Complex systems also come in children’s sizes

Throughout my master's degree in ‘One Health, Infectious Disease’, I became fascinated by how subtle changes can have drastic impact on the natural equilibrium that protects us, the animals, and wildlife with whom we share this planet.

Infectious diseases exist within complex systems. The systems can be very large, sometimes too large to comprehend. The 2014-2015 Ebola outbreak, for example, was intrinsically tied to population growth, urbanisation, globalisation, deforestation and subsequent loss of biodiversity that brought humans and the host species into close contact. When considering such system complexities, it is clear that serious engagement and cooperation with all kinds of factors is needed when considering the prevention and management of ill health or infectious disease.

During the four months I have spent with the Connecting Care for Children (CC4C) team I have learned that such complexities are in no way limited to the control of infectious diseases. Through a day spent with a team of family therapists, I was able to appreciate that a child lives within their very own complex system. Parents, local community, socio-economic status, schooling, and access to healthcare services all shape not only who children are but also how they will navigate through their childhood.

Specialist segregation exists within and across many disciplines. Sub-specialisation has provided huge benefits, including more knowledge than ever before. Unfortunately, it comes at a cost. The costs include a lack of communication between key players, often resulting in inefficiency. It can also result in a lack of creativity in dealing with complex problems. In many ways, such specialisation reinforces reductionism, the notion ‘that complex phenomena can be explained by reducing them to some more basic level’ Pool & Geissler (2005).

CC4C is providing new pathways within healthcare services for the benefit of the child. An example is in the oral health crisis facing children today. One in four children in the UK today suffers from tooth decay and it is now the leading cause of hospital admissions for five to nine year olds. And yet as a junior doctor when identifying a tooth cavity, I would not know if or how I could make a referral to a dentist. Nor have I ever been shown how to look into a child’s mouth. When sitting at the Royal College of Surgeons, I was part of an important discussion with dentist and medical colleagues on how we integrate the work of healthcare providers (including doctors, nurses, health visitors and midwives), dentists, schools and parents. Although I felt the power of large corporations producing sugary drinks needs to be debated, it was clear from discussion that improved education and communication is needed. This is something that CC4C are trying to implement with integration of dentistry colleagues into the multidisciplinary GP-based hubs.

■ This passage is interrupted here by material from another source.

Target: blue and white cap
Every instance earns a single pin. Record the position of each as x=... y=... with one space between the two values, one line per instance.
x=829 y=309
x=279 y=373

I have also taken part in a piece of work aiming to identify what matters to parents and carers of under 5s with recurrent wheeze. This has forced us to recognise, as medical professionals, that our conclusions might not be the most significant to parents. We are obliged to think more creatively about how we can help parents achieve the things that are most important to them, ultimately improving their quality of life, whether this means fewer days missed at school, or better communication with GPs and school nurses. This involves working closely with our patients, something the paternalistic origins of medicine intrinsically tell us not to do: making children and their needs the most important.

It has been a valuable experience to spend time in such a forward-thinking department that is challenging the status quo in subtle ways and recognising that perhaps what we are doing is not working as well as it should. It is not easy for professionals to step outside their comfort zone. However when they do, the benefits can be enormous.